Life takes form as individuals that immediately reach out to create systems of relationships. These individuals and systems arise from two seemingly conflicting forces: the absolute need for individual freedom, and the unequivocal need for relationships.
I obviously intuitively knew the answer but I wanted something that I could easily articulate to others. The answer to this question, strangely enough, lay within another book by Margaret Wheatley entitled Leadership and the New Science.
What occurs in these systems is contrary to our normal way of thinking. Openness to the environment over time spawns a stronger system, one that is less susceptible to externally induced change. What comes to dominate over time is not outside influences, but the self-organizing dynamics of the system itself. Because it partners with its environment, the system develops increasing autonomy from the environment and also develops new capacities that make it increasingly resourceful.
I say this is contrary thinking because we usually act from the reverse belief. We believe that in order to maintain ourselves and protect our individual freedom, we must defend ourselves from external forces. We tend to think that isolation, secrecy, and strong boundaries are the best way to preserve individuality.
Paradoxically, it is the system’s need to maintain itself that may lead it to be come something new and different. A living system changes in order to preserve itself.
Simply put, we are constantly seeking out and forming relationships around us so as to share and obtain information which allows us to flexibly change and preserve our identity in the process. This again is the trinity of natural self-organizing systems at work: relationships, information, and identity.
A living system changes in order to preserve itself.
What I find remarkable about this is how it compares to my earlier research on business culture and how it often differs from the culture of the Web. For example, anyone who has read The Cluetrain Manifesto can see this defensive stance that Margaret talks about mirrored perfectly with the internal culture of most corporate businesses today. And yet for anyone who has used the Web extensively, they can see the positive, almost natural, culture of the Web itself, whereby many of us self-organize around topics of interest to share information, so as to better ourselves. So through the simple invention of the hypertext page and its associating hypertext link, the Web itself gives us the ability to naturally self-organize in ways very similar to nature itself.
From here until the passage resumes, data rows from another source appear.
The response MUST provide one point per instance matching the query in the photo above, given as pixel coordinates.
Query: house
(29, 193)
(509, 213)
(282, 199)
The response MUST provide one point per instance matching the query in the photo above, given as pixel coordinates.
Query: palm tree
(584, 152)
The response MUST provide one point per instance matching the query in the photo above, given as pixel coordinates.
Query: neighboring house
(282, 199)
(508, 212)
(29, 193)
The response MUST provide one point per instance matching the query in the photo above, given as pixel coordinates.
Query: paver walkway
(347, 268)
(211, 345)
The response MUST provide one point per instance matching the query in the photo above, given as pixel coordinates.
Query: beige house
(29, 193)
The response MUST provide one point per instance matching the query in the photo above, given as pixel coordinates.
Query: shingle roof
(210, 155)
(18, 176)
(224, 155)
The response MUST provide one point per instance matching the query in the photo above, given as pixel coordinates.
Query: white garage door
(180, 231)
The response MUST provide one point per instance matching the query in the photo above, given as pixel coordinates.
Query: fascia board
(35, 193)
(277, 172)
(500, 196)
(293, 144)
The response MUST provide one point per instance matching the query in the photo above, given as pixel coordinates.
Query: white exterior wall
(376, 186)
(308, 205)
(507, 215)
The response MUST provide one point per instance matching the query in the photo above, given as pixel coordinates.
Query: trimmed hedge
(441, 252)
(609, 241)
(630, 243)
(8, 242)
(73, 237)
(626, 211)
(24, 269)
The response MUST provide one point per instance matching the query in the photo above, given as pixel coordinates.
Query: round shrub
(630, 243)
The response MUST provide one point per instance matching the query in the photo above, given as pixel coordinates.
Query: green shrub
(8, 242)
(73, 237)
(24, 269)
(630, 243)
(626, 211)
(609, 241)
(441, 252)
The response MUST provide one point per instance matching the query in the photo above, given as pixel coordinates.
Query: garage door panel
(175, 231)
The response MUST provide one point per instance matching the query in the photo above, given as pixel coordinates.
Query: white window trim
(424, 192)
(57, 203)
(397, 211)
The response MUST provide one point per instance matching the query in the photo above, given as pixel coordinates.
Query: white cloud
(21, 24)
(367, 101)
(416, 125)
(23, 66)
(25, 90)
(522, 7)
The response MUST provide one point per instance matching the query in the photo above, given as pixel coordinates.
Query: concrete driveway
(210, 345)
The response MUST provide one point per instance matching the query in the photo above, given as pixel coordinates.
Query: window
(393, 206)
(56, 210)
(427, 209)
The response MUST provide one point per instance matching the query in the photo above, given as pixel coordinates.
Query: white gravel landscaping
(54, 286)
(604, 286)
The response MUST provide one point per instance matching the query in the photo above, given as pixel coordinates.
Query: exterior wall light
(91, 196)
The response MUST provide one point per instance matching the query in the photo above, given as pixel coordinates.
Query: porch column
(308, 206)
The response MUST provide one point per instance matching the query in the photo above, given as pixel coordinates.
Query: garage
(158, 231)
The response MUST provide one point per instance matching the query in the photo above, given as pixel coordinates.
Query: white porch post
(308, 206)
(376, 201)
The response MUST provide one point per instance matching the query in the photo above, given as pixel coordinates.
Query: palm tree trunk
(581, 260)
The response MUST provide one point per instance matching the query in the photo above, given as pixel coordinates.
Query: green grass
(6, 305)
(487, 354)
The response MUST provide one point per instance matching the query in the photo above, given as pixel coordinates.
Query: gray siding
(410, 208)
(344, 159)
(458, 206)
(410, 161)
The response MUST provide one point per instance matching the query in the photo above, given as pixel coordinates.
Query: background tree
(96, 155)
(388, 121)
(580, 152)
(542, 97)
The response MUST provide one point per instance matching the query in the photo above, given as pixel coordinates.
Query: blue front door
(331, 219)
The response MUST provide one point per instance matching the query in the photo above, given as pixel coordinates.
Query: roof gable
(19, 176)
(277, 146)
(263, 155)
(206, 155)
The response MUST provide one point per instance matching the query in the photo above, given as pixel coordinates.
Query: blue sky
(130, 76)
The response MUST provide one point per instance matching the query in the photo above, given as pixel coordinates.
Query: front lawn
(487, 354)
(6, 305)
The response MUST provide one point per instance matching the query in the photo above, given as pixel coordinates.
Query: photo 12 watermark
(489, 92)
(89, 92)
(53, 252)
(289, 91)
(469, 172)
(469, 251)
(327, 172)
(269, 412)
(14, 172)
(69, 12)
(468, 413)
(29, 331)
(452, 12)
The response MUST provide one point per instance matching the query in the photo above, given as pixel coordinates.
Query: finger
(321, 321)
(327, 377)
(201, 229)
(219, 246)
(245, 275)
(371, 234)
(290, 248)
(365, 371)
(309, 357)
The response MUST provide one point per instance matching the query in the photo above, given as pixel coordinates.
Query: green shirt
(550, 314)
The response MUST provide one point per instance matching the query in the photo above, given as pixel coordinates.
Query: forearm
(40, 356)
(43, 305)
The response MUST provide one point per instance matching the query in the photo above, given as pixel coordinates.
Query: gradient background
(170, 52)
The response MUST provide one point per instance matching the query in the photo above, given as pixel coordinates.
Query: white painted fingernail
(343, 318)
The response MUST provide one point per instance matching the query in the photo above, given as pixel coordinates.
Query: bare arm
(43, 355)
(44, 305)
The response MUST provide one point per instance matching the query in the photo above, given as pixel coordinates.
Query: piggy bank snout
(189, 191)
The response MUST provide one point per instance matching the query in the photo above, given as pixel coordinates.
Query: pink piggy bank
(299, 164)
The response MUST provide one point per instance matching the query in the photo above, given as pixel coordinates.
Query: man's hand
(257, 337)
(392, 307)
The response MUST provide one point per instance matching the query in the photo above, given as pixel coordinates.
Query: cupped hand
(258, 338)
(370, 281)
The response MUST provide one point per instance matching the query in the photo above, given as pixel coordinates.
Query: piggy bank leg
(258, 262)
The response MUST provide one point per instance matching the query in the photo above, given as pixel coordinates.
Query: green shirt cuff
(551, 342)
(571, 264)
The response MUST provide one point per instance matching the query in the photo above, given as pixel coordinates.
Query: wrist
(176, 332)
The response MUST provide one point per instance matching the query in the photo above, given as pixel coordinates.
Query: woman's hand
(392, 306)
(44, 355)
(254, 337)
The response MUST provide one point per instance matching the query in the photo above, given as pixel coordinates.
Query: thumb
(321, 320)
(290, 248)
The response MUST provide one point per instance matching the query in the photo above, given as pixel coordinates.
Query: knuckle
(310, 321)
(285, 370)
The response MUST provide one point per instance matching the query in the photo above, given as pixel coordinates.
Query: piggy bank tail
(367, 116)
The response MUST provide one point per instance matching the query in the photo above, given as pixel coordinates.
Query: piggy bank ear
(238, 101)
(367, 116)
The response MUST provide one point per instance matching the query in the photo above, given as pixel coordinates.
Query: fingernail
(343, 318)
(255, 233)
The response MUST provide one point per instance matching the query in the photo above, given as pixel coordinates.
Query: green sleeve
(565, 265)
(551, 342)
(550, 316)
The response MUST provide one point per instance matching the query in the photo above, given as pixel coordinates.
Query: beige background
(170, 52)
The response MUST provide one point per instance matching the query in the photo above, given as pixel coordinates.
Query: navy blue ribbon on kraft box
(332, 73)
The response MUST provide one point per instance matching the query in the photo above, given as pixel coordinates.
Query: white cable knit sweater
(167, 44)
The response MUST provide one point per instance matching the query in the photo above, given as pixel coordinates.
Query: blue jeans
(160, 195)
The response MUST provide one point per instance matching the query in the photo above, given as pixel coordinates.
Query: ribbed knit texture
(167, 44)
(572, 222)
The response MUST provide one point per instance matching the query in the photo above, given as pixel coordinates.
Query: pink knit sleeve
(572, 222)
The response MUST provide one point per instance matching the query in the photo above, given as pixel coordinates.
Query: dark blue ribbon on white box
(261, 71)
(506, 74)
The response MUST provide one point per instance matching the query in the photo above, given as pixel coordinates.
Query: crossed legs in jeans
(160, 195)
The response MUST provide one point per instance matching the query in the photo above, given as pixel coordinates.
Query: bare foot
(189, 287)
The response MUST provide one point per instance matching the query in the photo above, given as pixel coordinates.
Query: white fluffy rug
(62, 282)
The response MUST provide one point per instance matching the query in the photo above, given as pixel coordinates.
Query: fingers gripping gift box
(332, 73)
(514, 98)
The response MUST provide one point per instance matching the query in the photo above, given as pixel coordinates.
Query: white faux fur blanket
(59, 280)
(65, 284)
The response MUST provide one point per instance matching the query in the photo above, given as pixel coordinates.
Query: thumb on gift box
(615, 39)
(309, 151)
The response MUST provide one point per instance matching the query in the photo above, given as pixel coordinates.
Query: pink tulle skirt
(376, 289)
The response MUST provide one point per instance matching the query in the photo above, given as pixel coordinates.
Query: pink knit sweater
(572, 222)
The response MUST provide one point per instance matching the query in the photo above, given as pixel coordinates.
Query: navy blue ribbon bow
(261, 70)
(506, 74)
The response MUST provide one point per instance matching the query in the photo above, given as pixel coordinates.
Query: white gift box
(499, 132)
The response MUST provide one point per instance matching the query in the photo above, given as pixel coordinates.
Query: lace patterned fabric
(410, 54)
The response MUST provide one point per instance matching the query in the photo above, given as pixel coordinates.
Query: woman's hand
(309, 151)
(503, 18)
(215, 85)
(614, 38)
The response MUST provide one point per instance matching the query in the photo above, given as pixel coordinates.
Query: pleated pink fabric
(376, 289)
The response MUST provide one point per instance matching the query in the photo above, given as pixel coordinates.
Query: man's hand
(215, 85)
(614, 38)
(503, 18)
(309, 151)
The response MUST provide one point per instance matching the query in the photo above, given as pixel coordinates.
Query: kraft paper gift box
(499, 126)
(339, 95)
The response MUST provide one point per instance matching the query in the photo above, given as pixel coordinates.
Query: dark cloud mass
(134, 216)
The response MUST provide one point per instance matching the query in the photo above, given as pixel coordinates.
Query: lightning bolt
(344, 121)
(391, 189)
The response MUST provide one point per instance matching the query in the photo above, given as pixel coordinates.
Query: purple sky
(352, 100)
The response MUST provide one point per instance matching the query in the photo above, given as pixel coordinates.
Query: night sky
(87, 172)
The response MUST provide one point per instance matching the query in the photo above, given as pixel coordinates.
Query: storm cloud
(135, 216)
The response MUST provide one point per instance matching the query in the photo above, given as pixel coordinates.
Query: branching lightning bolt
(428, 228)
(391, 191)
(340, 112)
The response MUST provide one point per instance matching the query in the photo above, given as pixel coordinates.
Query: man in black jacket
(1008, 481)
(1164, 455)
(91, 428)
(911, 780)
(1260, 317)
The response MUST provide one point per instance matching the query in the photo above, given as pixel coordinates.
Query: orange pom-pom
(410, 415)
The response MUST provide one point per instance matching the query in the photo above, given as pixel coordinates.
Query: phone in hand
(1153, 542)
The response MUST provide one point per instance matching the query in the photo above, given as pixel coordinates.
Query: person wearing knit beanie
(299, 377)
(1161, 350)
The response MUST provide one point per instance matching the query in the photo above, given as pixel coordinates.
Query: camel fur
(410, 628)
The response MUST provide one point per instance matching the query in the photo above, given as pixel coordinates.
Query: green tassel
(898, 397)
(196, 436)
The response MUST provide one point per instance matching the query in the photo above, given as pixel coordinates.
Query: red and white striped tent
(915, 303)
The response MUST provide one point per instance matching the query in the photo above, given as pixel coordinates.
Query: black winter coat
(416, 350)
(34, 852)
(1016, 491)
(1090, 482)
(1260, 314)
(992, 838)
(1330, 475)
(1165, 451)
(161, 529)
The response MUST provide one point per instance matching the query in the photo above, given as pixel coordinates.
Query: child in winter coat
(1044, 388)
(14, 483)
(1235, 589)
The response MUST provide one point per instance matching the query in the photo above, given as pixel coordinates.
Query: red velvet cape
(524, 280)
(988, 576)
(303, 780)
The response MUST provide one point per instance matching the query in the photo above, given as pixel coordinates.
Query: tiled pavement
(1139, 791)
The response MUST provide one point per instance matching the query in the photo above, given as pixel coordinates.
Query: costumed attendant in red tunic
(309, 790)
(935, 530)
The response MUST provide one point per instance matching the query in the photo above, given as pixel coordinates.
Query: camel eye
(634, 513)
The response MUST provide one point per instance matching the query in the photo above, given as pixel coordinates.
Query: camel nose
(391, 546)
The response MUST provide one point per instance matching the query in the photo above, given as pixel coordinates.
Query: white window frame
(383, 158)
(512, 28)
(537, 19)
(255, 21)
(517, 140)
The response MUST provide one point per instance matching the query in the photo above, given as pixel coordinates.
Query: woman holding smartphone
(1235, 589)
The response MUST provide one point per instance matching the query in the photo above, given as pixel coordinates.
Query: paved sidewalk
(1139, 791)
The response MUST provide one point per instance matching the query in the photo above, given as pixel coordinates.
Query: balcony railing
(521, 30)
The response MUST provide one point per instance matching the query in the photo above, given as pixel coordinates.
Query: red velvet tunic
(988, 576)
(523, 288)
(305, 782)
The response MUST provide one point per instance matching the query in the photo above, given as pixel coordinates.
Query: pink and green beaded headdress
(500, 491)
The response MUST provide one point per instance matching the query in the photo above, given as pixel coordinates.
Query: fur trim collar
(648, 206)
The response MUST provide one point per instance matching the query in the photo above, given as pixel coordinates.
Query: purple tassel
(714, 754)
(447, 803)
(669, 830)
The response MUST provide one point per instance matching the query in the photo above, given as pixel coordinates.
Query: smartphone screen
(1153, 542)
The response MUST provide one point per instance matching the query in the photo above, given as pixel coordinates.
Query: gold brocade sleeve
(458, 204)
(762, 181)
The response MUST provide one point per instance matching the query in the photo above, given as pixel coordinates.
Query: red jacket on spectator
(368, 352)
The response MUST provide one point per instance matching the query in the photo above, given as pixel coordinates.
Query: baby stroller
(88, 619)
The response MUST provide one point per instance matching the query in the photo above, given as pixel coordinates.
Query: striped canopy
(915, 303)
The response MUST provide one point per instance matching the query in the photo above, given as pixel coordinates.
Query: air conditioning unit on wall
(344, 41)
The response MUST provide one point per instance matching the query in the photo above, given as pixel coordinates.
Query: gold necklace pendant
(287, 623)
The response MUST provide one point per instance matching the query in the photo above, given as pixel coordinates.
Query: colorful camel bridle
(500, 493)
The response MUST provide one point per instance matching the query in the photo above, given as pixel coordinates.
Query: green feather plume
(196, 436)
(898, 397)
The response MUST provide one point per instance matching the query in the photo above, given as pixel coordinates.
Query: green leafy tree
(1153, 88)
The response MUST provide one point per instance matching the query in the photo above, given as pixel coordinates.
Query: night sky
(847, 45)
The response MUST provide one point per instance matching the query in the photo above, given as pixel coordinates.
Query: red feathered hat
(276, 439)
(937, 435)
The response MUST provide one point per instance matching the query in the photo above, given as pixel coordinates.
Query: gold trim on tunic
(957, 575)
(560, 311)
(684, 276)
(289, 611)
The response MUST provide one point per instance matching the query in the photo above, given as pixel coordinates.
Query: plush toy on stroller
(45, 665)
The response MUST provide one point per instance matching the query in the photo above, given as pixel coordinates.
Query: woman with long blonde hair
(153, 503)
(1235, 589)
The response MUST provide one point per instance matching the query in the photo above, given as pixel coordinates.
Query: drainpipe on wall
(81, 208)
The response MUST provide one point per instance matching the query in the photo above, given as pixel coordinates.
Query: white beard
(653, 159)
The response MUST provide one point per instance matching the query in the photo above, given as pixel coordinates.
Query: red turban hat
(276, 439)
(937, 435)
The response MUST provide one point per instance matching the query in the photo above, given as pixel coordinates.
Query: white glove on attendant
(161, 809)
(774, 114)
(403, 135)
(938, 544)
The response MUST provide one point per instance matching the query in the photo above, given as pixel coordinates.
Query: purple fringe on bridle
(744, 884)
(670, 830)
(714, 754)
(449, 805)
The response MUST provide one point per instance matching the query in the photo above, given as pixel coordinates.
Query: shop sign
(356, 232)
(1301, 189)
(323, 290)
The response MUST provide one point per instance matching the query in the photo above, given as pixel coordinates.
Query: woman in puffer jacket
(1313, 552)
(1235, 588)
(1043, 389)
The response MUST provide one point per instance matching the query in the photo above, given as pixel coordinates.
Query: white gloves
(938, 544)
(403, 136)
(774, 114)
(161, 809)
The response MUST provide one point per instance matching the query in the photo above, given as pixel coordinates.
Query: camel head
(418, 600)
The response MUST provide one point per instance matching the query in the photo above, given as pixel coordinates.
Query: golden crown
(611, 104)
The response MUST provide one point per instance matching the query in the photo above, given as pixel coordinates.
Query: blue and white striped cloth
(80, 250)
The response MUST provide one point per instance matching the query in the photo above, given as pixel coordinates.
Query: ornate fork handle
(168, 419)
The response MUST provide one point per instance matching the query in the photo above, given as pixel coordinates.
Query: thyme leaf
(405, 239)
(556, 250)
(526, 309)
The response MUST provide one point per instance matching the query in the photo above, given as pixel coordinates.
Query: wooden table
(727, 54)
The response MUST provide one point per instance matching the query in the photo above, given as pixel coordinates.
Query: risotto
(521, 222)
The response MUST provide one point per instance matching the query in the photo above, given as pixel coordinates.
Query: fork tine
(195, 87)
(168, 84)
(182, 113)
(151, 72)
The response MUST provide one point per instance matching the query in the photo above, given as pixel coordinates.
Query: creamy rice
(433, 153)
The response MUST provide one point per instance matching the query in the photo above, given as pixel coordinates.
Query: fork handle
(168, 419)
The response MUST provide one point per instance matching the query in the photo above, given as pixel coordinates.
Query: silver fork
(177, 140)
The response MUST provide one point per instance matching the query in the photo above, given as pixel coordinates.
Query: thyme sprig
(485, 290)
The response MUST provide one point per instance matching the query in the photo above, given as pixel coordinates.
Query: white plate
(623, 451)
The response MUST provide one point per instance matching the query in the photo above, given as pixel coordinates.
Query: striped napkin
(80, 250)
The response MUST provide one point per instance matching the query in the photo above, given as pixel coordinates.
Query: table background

The thing that scares me the most about this though is that most businesses, particularly corporate minded ones, would probably rather die than give up their command and control culture in exchange for a more natural self-organizing one. Alas, if they don’t change with the times though then they will effectively be committing suicide by cutting off the blood or air that can literally support them and allow them to change, again eloquently put by Margaret Wheatley.
In classical thermodynamics, equilibrium is the end state in the evolution of closed systems, the point at which the system has exhausted all of its capacity for change, done its work, and dissipated its productive capacity into useless entropy.
Simply put, the system reaches a state of zero activity and thus ceases to exist. Man, does that bring back memories of the Dot-com bubble days.